— Сам ты — Мюнхаузен! — выпалил Аверьян.
Воскобойников рассмеялся.
— Да это знаменитый писатель. Заливать умеет — сто полковых брехунов в одного уложишь, и мало будет. Есть у него побасенка, как он с луны свалился… Ну ты губы кренделем не крути, — подытожил Воскобойников. — И если уж сон тебя не берет, поезжай в больницу к своему раненому. Лошадь я тебе определю. До Разъезда путь знаешь, а оттуда две версты: дорога такая — не заблудишься. Только кобуру расстегни, поедешь лесом, маузер может пригодиться в любое мгновение: где те, которые прорвались через границу, — неизвестно.
— Да уж наверняка чесанули вглубь, подальше от беды.
— Ну-ну… На бога надейся, а сам не плошай!
Выехав за ворота казармы, Аверьян все же расстегнул кобуру, откинул крышку: «Не эти, так другие…»
Добираясь до Разъезда, все время присматривался к лошади: в случае чего она первой учует чужих людей. Лошади — они не хуже собак в этом: опасность за версту определяют.
* * *
Не так-то легко оказалось ранью-раннею попасть в больницу. Аверьян дважды обошел длинное, похожее на барак или на казарму, здание, стучался во все двери, заглядывал в темные окна. Ни единого звука.
Тогда он, привязав лошадь к дереву, начал стучать рукояткой маузера в широкую двойную дверь главного входа. Стучался долго, настойчиво, зло. И вдруг его сзади окликнули.
— Чего охальничаешь? Люди спят.
Аверьян обернулся и увидел женщину лет сорока пяти, о которой подумал: «Пожилая». Это впечатление создавало плоское, скуластое лицо, побитое крупными оспинами. Она хмуро смотрела маленькими, показавшимися Сурмачу совершенно не злыми глазами. Он почувствовал себя виноватым:
— Я из ГПУ. Тут наш товарищ лежит. Раненый…
— Так ты же, милый, не в ту дверь. Эту с войны не открывают.
Женщина повела представителя ГПУ в обход. Она припадала на левую ногу, которая была чуточку короче правой.

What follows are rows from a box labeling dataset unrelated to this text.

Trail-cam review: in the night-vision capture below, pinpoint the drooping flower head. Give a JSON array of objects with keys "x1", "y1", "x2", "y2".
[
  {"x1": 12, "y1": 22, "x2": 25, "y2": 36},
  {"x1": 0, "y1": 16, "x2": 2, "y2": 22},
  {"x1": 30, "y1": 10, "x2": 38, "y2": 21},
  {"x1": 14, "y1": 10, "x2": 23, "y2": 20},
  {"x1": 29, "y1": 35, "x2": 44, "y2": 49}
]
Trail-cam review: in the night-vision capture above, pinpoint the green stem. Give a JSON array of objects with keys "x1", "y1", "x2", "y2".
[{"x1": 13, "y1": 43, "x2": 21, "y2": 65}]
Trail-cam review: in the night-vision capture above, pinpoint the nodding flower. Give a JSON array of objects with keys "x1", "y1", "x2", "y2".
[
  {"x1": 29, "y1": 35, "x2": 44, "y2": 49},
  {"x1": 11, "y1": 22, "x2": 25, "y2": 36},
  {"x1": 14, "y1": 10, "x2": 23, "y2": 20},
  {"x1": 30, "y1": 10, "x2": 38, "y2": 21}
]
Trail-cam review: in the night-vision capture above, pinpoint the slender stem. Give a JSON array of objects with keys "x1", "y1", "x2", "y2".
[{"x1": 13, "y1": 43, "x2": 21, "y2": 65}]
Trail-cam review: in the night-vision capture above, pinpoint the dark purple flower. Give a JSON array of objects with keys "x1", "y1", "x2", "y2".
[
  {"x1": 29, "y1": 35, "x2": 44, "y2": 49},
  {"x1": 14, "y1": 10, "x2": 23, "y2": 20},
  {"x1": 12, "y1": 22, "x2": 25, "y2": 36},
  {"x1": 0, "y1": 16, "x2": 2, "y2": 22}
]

Они спустились по крутой узкой лесенке в подвальное помещение, а уж оттуда вышли в широкий коридор.
— Если из Гепеу, то людей тревожить надо! Раненые, милый, спят. Им сон — первое лекарство, — журила тепло, по-матерински Сурмача, понимая, что не ради удовольствия приехал к раненому товарищу ночью этот глазастый, настойчивый паренек в кожаной куртке.
Подвела Сурмача к старой, пожелтевшей от ветхости двери:
— Сейчас свечку зажгу. Тут у нас лежат тяжелые.

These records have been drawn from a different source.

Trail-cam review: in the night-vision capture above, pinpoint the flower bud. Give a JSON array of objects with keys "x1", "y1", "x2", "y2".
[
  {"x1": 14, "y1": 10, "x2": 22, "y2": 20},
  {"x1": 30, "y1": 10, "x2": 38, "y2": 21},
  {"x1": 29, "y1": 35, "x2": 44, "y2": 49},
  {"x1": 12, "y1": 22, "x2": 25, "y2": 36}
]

В палате было темно. Огромная комната с тремя высокими, стрельчатыми окнами, которые пропускали с улицы бледный свет наступающего дня.
Медсестра достала из тумбочки, стоявшей рядом с дверью в палату, два огарка. Один чуть побольше, другой чуть поменьше. Взвесила их на руке. Тот, что побольше, по-хозяйски убрала на место.